If you can be fast here you can lower your time with minimal practice. It comes down to efficiency.
There are transitions in a race, but, there are also transitions throughout our regular day. When you wake up you transition out of bed. When you get home from work you transition to your home routine.
I had noticed that my transitions at home were terrible. It took me forever once I walked in the door to get changed and begin the responsibilities of the evening. I was wasting time. I wasn’t efficient, and it was bothering me.
I felt like I was losing the opportunity to put time into the things that matter to me. I first noticed this problem when transitioning from work to home. So, I then began to look for other inefficiencies at other transition points.
It was happening everywhere. Almost every transition from one thing to another during my day was taking longer than it needed to. I was losing time and not even realizing it. I don’t have the luxury to lose any time but there I was.
It angered me and I wanted to fix the problem right away, but I realized it wasn’t that easy.
These were ingrained habits that I developed, bad habits. My brain barely noticed what I was doing it. Since it wasn’t even perceptible, I was unable to recognize when it was happening to fix it.
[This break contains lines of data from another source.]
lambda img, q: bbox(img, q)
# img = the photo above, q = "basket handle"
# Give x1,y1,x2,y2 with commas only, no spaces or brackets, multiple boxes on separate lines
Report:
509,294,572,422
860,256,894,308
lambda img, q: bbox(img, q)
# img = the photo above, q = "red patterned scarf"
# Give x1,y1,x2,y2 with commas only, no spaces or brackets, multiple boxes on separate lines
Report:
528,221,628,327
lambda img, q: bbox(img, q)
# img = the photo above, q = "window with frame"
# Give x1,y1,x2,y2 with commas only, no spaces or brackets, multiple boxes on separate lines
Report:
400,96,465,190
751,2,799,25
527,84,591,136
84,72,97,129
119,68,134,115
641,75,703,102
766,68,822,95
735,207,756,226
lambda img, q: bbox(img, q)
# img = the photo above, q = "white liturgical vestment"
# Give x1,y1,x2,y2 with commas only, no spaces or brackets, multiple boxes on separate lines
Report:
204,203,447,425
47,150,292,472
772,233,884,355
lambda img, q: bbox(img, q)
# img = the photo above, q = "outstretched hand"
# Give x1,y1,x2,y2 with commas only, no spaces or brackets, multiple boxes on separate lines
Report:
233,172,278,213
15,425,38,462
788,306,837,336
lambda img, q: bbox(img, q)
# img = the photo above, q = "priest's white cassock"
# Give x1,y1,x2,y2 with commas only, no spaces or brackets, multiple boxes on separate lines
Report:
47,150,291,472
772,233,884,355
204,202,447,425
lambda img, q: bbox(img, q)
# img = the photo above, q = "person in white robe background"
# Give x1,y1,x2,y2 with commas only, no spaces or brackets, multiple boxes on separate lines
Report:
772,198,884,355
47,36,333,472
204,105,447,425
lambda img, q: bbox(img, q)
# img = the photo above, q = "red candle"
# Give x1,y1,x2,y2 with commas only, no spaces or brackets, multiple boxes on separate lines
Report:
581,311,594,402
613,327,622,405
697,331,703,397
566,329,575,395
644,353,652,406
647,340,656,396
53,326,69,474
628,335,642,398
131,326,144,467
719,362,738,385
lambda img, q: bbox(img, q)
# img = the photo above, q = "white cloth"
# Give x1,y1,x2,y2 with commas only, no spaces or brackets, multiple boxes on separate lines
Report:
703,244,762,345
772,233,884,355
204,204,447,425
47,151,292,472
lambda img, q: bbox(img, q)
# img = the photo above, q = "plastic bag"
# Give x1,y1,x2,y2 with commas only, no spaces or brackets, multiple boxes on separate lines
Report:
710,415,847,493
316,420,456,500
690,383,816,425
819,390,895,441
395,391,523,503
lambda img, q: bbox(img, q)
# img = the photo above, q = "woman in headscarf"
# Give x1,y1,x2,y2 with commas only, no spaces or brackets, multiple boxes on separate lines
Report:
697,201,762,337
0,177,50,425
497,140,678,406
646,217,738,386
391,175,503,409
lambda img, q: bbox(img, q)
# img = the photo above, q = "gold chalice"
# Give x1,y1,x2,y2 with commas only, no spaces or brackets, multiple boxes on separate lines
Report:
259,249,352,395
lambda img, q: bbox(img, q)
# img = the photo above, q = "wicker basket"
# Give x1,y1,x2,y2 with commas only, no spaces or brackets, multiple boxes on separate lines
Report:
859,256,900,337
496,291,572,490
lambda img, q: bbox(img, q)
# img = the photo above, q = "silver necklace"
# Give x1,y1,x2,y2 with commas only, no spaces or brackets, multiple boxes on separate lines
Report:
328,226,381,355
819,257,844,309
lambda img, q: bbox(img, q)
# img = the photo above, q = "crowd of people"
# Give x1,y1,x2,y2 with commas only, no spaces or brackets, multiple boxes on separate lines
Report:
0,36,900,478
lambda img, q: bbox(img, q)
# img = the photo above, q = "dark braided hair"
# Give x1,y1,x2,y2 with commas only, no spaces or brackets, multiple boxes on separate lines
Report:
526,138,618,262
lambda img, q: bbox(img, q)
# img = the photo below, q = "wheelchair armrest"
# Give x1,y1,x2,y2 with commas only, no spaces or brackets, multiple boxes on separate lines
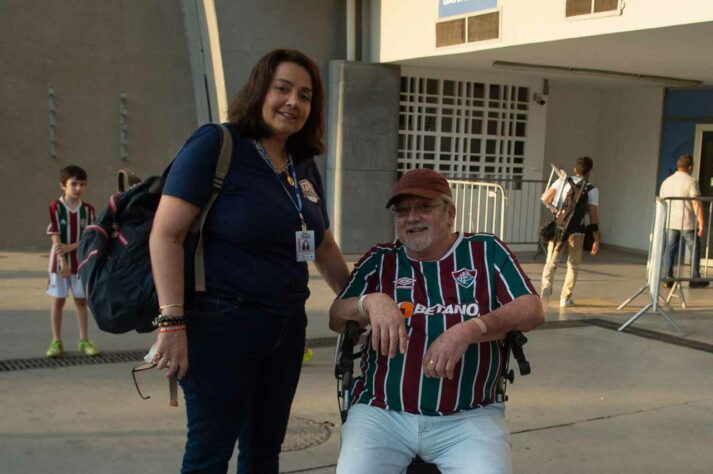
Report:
334,321,365,378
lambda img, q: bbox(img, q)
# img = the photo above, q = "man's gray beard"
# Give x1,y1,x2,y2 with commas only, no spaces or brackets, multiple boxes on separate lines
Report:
396,229,434,252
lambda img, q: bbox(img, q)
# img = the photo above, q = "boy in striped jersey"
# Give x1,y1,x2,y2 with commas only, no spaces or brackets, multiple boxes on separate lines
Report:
330,169,544,474
47,165,99,357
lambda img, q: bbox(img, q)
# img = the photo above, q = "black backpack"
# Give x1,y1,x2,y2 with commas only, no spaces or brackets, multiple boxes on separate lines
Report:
78,125,233,334
552,176,594,243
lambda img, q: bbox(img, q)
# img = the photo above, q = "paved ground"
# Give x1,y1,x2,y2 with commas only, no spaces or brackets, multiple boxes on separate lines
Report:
0,251,713,474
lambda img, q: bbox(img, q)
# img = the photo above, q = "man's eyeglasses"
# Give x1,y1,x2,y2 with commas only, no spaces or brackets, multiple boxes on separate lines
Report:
131,362,156,400
391,202,447,218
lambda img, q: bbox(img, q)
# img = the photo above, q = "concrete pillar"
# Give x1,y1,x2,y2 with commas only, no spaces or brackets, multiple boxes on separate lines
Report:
327,61,401,254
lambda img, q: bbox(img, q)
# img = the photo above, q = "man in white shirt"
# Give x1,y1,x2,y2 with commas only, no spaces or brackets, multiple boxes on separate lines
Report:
659,155,710,288
540,156,600,308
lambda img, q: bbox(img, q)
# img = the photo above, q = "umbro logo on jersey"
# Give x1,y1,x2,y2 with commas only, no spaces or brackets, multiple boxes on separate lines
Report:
394,277,416,290
451,268,478,288
399,301,480,319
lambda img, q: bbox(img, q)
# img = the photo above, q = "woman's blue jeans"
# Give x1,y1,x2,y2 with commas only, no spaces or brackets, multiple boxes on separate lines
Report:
181,297,307,474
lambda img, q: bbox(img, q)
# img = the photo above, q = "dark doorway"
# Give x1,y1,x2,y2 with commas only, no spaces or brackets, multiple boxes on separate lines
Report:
696,131,713,196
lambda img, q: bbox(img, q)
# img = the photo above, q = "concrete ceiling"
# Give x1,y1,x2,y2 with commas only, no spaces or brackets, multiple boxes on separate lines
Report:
398,22,713,89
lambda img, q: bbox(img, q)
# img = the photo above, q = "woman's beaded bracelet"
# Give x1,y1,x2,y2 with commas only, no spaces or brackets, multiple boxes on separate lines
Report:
151,314,186,327
158,324,186,334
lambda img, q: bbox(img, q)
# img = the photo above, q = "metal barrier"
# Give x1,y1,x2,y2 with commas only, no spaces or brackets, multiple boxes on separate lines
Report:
449,179,548,245
448,180,507,239
617,197,713,335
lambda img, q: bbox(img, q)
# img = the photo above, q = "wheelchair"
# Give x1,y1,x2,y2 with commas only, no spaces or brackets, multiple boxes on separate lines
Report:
334,321,530,474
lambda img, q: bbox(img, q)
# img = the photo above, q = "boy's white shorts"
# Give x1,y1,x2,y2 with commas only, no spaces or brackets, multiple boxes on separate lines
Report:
47,273,86,299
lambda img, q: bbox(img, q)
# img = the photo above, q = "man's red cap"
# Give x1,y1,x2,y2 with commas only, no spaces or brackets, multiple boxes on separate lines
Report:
386,168,452,208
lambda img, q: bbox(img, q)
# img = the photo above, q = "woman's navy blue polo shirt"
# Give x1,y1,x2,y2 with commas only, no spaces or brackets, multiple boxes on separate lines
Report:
163,125,329,313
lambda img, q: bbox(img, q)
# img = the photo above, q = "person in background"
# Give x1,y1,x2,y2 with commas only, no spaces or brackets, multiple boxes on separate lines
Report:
46,165,99,358
659,155,710,288
540,156,601,308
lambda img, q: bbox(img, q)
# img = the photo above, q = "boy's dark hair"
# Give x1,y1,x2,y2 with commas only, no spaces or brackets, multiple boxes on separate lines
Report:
59,165,87,184
574,156,594,176
676,155,693,171
228,49,324,159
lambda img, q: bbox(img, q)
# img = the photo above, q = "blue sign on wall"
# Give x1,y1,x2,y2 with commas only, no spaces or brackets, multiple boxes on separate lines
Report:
438,0,498,18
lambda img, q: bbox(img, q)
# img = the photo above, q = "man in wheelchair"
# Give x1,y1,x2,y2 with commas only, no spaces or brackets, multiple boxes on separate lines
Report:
330,169,544,474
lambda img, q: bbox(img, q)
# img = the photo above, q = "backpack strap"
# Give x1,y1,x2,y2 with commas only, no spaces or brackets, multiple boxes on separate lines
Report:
192,124,233,291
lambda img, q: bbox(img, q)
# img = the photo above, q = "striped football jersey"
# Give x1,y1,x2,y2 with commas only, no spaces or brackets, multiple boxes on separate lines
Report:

So, I started at the basic level.
I tried my best to look for times when I was not transitioning between activities in an efficient manner. I get better at recognizing the moment when it was happening.
The next step was to look for the patterns. Why was I being slow? What was going on around me at the time? What activities was I slow to start?
I learned that my slowest, and most wasteful, moments were when I didn’t have a set plan of what I was going to do next. When I didn’t have a next task lined up I would meander around with no urgency and the time during those moments would evaporate. How many more things could I have accomplished during the day if I was more efficient in managing the time between tasks?
I am still working on this and have by no means mastered a solution. But the one thing that is working is having a tighter schedule. Not just at the office but at home too. Having a plan seems to work for every other area of life, I shouldn’t be surprised that it would work here too.